- 2020-07-29 06:35
*views 2*- RNN

import tensorflow as tf from tensorflow.examples.tutorials.mnist import

input_data mnist=input_data.read_data_sets('mnist_data/',one_hot=True)

# Notice that it's used here one_hot express , The shape of the label is (batch_size,num_batches), The type is float, If not one_hot, So the shape of the label is (batch_size,), The type is int

num_classes=10 batch_size=64 hidden_dim1=32 hidden_dim2=64 epochs=10

embedding_dim=28 time_step=28 '''

Here's an analysis tensorflow.nn.dynamic_rnn(cell,inputs,initial_state=None,dtype=None,time_major=False)

There are two return values outputs,states.outputs Is the shape of [batch_size,time_step,cell.output_dim]

The first dimension of this three-dimensional tensor is batch_size, Let's look at two or three dimensions , Equal to every one batch_size Corresponding to a two-dimensional matrix ,

The length of each row of a two-dimensional matrix is rnn Output dimension of , Represents the current batch_size Current in time_step Characteristics of .

take outputs Take transpose and take the last element on the first dimension [-1,batch_size,:], And you get every one of them batch_size Last data in all time_step, that is

Last moment output [batch_size,output_dim],

In the language model ,time_step It's just a sentence , So this tensor [batch_size,output_dim] Usually used as input for the next moment , Because the meaning of each line of this tensor is

The features obtained after reading the whole sentence , This is very meaningful . If outputs After taking transposition [time_step,batch_size,output_dim] Take this tensor [1,batch_size,output_dim]

Now the tensor is just the output after reading the first word in the sentence , If such tensor is used as the input of the next layer, the effect of the model will be terrible .
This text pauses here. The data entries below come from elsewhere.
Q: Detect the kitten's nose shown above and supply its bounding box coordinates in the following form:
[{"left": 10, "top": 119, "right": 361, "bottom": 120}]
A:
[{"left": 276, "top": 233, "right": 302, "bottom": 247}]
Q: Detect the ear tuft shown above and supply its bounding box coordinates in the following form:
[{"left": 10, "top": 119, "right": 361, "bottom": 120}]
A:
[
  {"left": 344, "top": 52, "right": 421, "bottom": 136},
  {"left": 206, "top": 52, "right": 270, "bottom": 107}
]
Let's talk about it now states, If cell yes LSTM Type cell, that states It's an ancestor with two elements , Why are there two elements , because LSTM Type cell There are two states

One is cell state Represents the cellular state of the neuron , The other is hidden state Represents the hidden state of the neuron .

And these two states are the states of the last neuron , therefore states The shape of time_step irrelevant

The shape of both state tensors is [batch_size,output_dim] states[0] yes cell Status of ,states[1] yes hidden Status of

therefore states[1] Extract each with the above mentioned extraction time_step The tensor obtained at the last moment of [batch_size,output_dim] It's the same , Because they are every one of them batch_size in

Feature extraction at the last moment of each data . ''' class RNN_model: def __init__(self): tf.
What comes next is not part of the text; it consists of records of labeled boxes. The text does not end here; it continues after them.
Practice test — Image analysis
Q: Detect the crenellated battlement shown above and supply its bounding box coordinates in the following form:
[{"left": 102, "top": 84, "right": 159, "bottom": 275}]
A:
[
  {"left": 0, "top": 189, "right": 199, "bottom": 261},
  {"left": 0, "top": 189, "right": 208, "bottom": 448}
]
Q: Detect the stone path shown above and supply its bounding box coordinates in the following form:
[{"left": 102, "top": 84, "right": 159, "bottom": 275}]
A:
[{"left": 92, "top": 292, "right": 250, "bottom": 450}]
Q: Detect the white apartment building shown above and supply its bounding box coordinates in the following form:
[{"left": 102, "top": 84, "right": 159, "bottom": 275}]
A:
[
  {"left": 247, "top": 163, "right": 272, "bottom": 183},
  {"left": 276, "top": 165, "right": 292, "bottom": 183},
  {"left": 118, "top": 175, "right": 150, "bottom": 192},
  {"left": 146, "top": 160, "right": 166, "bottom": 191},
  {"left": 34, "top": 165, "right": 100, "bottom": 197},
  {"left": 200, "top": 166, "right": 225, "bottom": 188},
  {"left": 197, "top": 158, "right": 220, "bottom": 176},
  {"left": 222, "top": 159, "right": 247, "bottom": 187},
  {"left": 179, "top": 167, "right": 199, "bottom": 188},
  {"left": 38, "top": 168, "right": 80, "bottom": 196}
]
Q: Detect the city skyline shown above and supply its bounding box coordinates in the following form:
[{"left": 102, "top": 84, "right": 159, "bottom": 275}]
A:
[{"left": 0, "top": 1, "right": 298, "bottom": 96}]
reset_default_graph() def add_placeholder(self): self.xs=tf.placeholder(shape=[

None,784],dtype=tf.float32) self.ys=tf.placeholder(shape=[None,10],dtype=tf.

float32) # Due to the use of one_hot express , therefore shape yes (batch_size,10),dtype yes float

# no need one_hot It should be changed to self.ys=tf.placeholder(shape=[None],dtype=tf.int32) def

rnn_layer(self): rnn_input=tf.reshape(tensor=self.xs,shape=[-1,time_step,

embedding_dim]) cell_1=tf.contrib.rnn.BasicLSTMCell(num_units=hidden_dim1)
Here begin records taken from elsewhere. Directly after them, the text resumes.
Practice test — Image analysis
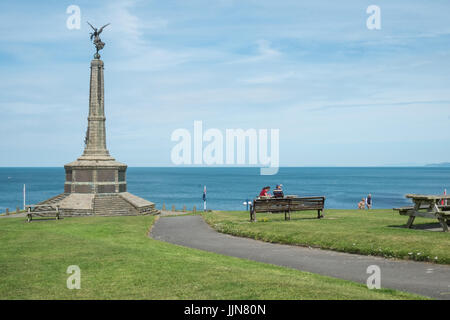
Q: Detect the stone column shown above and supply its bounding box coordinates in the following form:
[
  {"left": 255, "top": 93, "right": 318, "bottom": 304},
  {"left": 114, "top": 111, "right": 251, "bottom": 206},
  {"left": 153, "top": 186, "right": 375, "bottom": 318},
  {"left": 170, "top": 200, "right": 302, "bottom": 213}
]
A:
[{"left": 79, "top": 59, "right": 111, "bottom": 160}]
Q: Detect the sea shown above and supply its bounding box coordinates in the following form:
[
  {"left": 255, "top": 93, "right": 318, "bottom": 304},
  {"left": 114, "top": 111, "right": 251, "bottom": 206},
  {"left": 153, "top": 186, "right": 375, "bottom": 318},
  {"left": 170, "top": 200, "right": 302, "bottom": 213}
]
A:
[{"left": 0, "top": 167, "right": 450, "bottom": 212}]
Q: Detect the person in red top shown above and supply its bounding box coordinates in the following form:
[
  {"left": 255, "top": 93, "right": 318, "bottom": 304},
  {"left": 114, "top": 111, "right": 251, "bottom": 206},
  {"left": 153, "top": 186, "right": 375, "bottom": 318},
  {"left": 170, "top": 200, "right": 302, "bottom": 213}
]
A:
[{"left": 259, "top": 187, "right": 270, "bottom": 197}]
cell_2=tf.contrib.rnn.BasicLSTMCell(num_units=hidden_dim2) cells=tf.contrib.rnn.

MultiRNNCell([cell_1,cell_2]) initial_state=cells.zero_state(batch_size=

batch_size,dtype=tf.float32) outputs,states=tf.nn.dynamic_rnn(cells,rnn_input,

initial_state=initial_state,time_major=False)

#outputs.shape==(batch_size,time_step,hidden_dim2)

#states Yes batch_size Each length in the time_step The last time state of the data , So with time_step irrelevant

#states[0][0].shape==states[0][1].shape==(batch_size,hidden_dim1)

#states[1][0].shape==states[1][1].shape==(batch_size,hidden_dim2)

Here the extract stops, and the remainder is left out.